S.B. 211, Tort Amendments, sponsored by Sen. Kirk Cullimore
- STATUS: This bill is on the Senate Second Reading Calendar.
OVERVIEW:
- After receiving significant feedback from member businesses and local chambers across the state, the Chamber shared a letter with Senators in advance of the full Senate vote outlining its concerns and policy recommendations.
- The Chamber is concerned that “Tort Amendments” would change how medical damages are calculated and presented in civil tort cases, potentially increasing liability exposure and insurance costs for Utah employers, particularly small and mid-sized businesses.
- The letter also noted that S.B. 211 would move Utah out of step with recent national tort reform trends and reverse the Utah Supreme Court’s October 2025 decision in Gardner v. Norman, which affirmed transparency around actual economic damages.
- Utah Chamber Policy Recommendations: Utah’s business community strongly encourages the Senate to consider the following alternatives:
H.B. 507, State Coordination of Regional and Local Economic Development Projects Amendments, sponsored by Rep. Calvin Roberts
- STATUS: This bill is in the House Rules Committee.
OVERVIEW:
- This bill impacts Utah’s economic development tools by reshaping how tax increment and regional development incentives are coordinated, governed and reported statewide. It also emphasizes greater state oversight, transparency and long-term fiscal accountability for large development projects.
- The bill:
- Creates a State Reinvestment Restricted Account to receive a share of revenues from certain economic development projects for statewide reinvestment.
- Establishes regionally significant development zones that allow approved projects to capture tax increment under a new state-coordinated framework.
- Updates public infrastructure district rules, including governance, dissolution and required disclosure of projected tax impacts.
- Expands transparency by requiring statewide tracking and public reporting of the Governor’s Office of Economic Opportunity (GOEO)’s tax increment use.
- Limits new economic development zones after 2028, signaling a shift toward fewer, more centralized incentive tools.
- There is a growing view within the Legislature that Utah’s economic development incentive structure needs recalibration.
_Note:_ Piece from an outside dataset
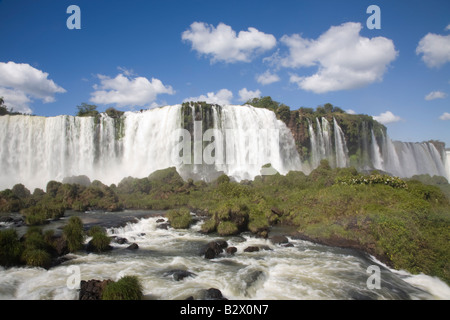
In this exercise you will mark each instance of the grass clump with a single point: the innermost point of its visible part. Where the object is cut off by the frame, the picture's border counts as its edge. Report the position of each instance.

This perspective underscores the importance of approaching any changes thoughtfully, as adjustments to incentive policies could affect Utah’s ability to compete for major investments, influence local decision-making and shape the long-term returns these tools have historically supported.
S.B. 287, Targeted Advertising Tax, sponsored by Sen. Michael McKell
- STATUS: This bill is in the Senate Revenue and Taxation Committee and not yet scheduled for a committee hearing.
OVERVIEW:
- This bill creates a new statewide tax on targeted digital advertising delivered in Utah by large advertising platforms and establishes a dedicated revenue stream to fund specified youth and community programs.
- The bill:
- Imposes an annual tax on targeted advertising for entities that meet defined in-state and global revenue thresholds, based on gross receipts tied to Utah impressions.
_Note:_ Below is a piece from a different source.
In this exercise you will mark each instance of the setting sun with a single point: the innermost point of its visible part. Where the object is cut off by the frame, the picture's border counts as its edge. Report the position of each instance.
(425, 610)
- Requires annual reporting and remittance to the State Tax Commission, which is granted rulemaking and enforcement authority to administer the tax.
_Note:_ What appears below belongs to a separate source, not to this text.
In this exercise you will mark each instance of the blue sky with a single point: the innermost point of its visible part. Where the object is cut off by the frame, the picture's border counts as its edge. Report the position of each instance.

- Creates a restricted account to direct tax revenue toward child literacy initiatives, youth programs, mental health services for children and public spaces.
- The bill is modeled in part after a similar law passed in Maryland, which is currently facing ongoing constitutional litigation. While lawmakers have cited concerns about the impact of social media on children, critics warn the proposal could raise legal, economic and competitiveness issues for businesses, particularly given unresolved questions about constitutionality and implementation.